Cleaning the garage is never my favorite task, which is why it only happens every few years. But Susan’s better sense prevailed over my recalcitrance last Saturday. So much dust was flying we should have been wearing our coronavirus masks, but eventually things began to take shape, and my Prius was packed to the gills for a trip to the dump – excuse me – the Wake County Hazardous Waste Management Facility.

There were dead batteries and paint to deal with, plus a couple of plastic jugs with no labels full of something I could no longer identify. You can’t just dump that kind of stuff as easily as moldy drop cloths and cassette tapes of my old sermons I’ll never listen to.

The highlight of the day came when I moved a stack of folding chairs to find a three-or four-foot long snakeskin leading under the bottom shelf of my workbench. We had a good laugh about it. Susan isn’t squeamish: We were sure it was from a common black snake or rat snake, which could explain why we hadn’t seen any signs of mice lately.

I stretched the skin out on my old golf bag for a photo before giving the clubs to a young man across the street. I figured 10 years without playing a single round meant they’d taken up space long enough.

When I got back from the dump, Susan had found the back half of the snakeskin – another three feet or so, including the tip of the tail. She gave it to our 8-year-old neighbor, who thought it was cool.

For most of my life, I’ve thought of snakes as pretty cool too. When I was 4 years old, not long after we had moved out of my grandmother’s house and into a little home of our own, my father built an outdoor grill out of brick. We were getting ready to build a fire and cook hamburgers when he sent me to bring a handful of wood chips from behind the stump of a tree he had recently felled.

How was I to know that a ground rattler (otherwise known as a pygmy rattlesnake) had already staked out the shade of the stump as his own territory? I ended up in the hospital for a few days with a giant right elbow.

It hurt, but I felt special: Nobody else I knew could brag of a snakebite.

As I got older, I ravenously read on serpentine subjects. I watched Ross Allen milk huge rattlesnakes on The Ed Sullivan Show. I learned being bitten (and surviving) conveys at least a limited immunity, so I never feared a snake again.

I probably believed that a bit too much.

In Sunday School, I learned about a serpent that could talk, and who was responsible for Adam and Eve being banned from the Tree of Life, and for all of its descendants losing their legs.

I probably believed that a bit too much too.

It reminds me of the ancient Epic of Gilgamesh, a mythical Mesopotamian king who was supposedly two-thirds god and one-third man (his mother was a god). After his close friend Enkidu died, Gilgamesh sat long by his body and realized he was destined to die too.

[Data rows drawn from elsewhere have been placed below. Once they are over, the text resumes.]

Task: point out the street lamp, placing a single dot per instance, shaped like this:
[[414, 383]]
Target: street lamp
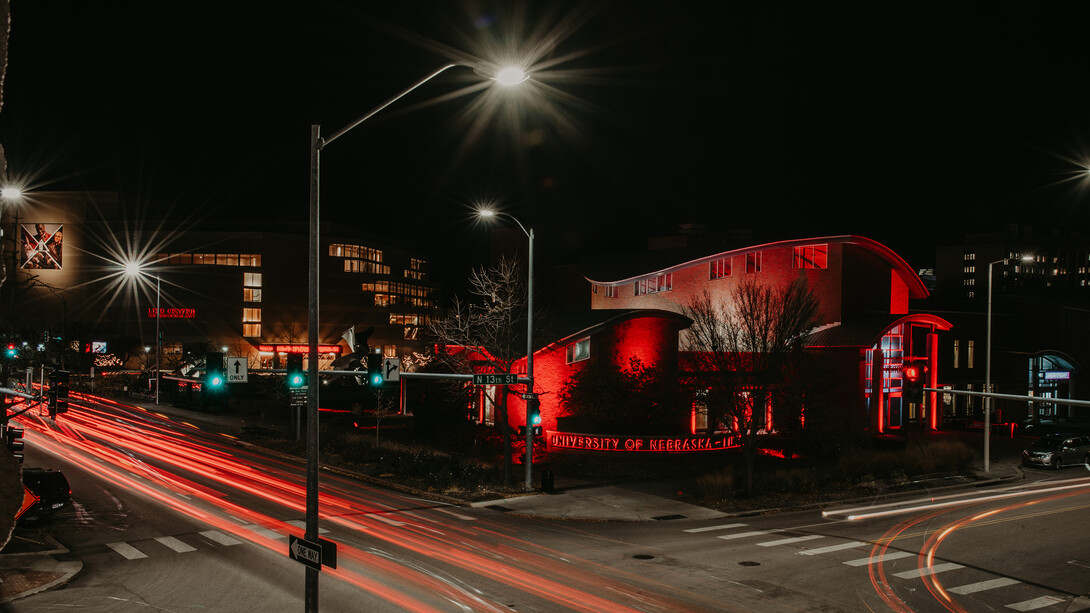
[[530, 341], [133, 269], [988, 362], [504, 76]]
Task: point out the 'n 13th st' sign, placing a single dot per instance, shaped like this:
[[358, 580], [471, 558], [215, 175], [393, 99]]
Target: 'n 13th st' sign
[[676, 444]]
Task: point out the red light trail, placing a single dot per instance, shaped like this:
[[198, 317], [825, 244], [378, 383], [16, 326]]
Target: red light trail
[[200, 476]]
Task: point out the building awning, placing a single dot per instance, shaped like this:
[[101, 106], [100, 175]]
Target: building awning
[[866, 332]]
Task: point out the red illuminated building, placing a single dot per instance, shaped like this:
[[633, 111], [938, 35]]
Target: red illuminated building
[[866, 335]]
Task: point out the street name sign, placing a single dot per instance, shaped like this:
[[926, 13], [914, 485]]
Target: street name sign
[[238, 370], [306, 552], [495, 379]]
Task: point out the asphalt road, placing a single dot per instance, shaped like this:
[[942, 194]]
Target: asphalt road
[[170, 518]]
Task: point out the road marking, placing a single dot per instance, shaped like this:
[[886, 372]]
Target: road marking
[[380, 518], [981, 586], [880, 557], [751, 533], [458, 515], [262, 531], [789, 541], [1036, 603], [710, 528], [176, 544], [126, 551], [302, 526], [918, 573], [220, 538], [849, 544]]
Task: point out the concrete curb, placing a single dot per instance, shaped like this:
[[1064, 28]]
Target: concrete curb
[[29, 568]]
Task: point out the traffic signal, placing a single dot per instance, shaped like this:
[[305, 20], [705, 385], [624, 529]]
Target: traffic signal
[[297, 377], [214, 371], [375, 370], [59, 389], [13, 439]]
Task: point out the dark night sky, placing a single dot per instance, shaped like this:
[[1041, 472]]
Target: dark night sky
[[903, 122]]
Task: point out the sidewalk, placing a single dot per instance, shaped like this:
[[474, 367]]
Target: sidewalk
[[24, 574]]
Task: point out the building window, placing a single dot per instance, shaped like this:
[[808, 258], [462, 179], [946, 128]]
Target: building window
[[753, 263], [654, 285], [578, 351], [810, 256], [251, 287], [719, 268]]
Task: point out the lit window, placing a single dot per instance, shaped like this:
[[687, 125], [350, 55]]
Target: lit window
[[719, 268], [578, 351], [810, 256], [752, 262]]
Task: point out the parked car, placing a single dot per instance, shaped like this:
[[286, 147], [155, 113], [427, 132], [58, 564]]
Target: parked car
[[50, 487], [1056, 451]]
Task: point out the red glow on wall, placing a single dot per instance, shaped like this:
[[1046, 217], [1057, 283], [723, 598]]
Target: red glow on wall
[[171, 313], [677, 444], [298, 348]]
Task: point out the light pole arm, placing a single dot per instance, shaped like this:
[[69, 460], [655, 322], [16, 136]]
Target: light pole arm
[[376, 110]]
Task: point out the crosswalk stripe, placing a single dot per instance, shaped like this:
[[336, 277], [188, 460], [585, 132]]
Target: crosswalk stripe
[[385, 519], [268, 533], [850, 544], [918, 573], [710, 528], [302, 526], [745, 535], [220, 538], [880, 557], [126, 551], [1036, 603], [789, 541], [176, 544], [458, 515], [981, 586]]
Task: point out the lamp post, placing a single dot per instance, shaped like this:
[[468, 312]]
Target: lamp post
[[988, 363], [530, 341], [133, 269], [507, 76]]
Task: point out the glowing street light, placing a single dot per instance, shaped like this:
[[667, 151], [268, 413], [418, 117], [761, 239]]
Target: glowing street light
[[532, 399], [988, 362], [504, 76]]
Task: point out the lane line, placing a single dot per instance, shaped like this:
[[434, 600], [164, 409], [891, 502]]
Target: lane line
[[981, 586], [918, 573], [220, 538], [126, 551], [751, 533], [880, 557], [710, 528], [849, 544], [1036, 603], [176, 544], [789, 541]]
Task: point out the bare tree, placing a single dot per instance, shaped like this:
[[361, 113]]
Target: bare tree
[[745, 350], [488, 326]]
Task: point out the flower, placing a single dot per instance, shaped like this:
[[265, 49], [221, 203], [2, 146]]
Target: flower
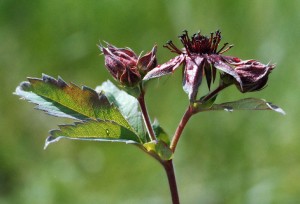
[[253, 74], [201, 57], [125, 66]]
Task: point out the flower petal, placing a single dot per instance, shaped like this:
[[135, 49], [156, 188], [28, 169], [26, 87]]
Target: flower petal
[[166, 68], [148, 61], [192, 77], [219, 62]]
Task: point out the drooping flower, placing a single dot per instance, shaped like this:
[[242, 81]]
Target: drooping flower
[[201, 57], [125, 66]]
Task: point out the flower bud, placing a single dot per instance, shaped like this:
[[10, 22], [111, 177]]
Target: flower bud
[[147, 62], [253, 75], [121, 63]]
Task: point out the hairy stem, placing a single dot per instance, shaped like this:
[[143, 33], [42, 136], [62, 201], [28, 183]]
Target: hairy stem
[[187, 115], [145, 114], [169, 168], [214, 92]]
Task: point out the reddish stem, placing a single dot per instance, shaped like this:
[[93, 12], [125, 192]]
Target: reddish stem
[[169, 168], [145, 114], [188, 113]]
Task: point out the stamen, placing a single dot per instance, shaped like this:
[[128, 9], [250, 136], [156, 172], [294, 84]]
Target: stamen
[[228, 48], [170, 45], [220, 50], [184, 40]]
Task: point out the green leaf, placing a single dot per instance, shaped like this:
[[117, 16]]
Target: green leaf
[[60, 99], [127, 104], [93, 131], [159, 150], [243, 104]]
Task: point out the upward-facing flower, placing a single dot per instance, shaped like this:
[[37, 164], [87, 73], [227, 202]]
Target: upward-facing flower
[[201, 57], [125, 66]]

Fearing death, Gilgamesh began a quest to discover the key to eternal life. Along the way, he ignored the good advice of Siduri, a woman who served him beer and told him he should go home and learn to enjoy life while he had it (Qoheleth’s advice in Ecclesiastes 9:7-9 is very similar).

Ultimately, Gilgamesh met Utnapishtim, a Babylonian version of Noah. After building an ark, surviving a flood and feeding the gods through the smoke of sacrifices, Utnapishtim had been granted eternal life. He advised Gilgamesh he also could find lasting life by obtaining a special plant from the bottom of the sea and then eating it.

Gilgamesh heroically dove into the sea, found the plant and started home. His plan was to feed some to an old person before he tried it himself (the first clinical trial?). Along the way, however, he set everything down to freshen up in a forest pool, only to look up and discover that a large snake had eaten his life-giving plant.

As the snake slithered away, it shed its old and crusty skin, emerging with the glistening appearance of new life.

We may sometimes wish we could shed our skin and grow younger or change into different people.

Actually, we do shed our skin, and more often than snakes. According to WebMD, humans constantly produce new skin cells, regenerating their skin every 27 days. That’s a lot of dead skin.

Because the exfoliation (short of a salt scrub) happens gradually, we don’t notice that old skin cells are rubbing off on our clothes or being washed down the shower drain, giving way to a shiny new epidermis.

Some of us can look to life-changing experiences as metaphorical skin-shedding events, but more often our opportunities for growth come more gradually.

Whatever the timeline, and whether we’re talking about physical skin or mental and emotional development, we have to give up the old to move on to the new.

Change leading to progress as individuals or as a society can be as scary as a snakebite, but that’s the way we grow.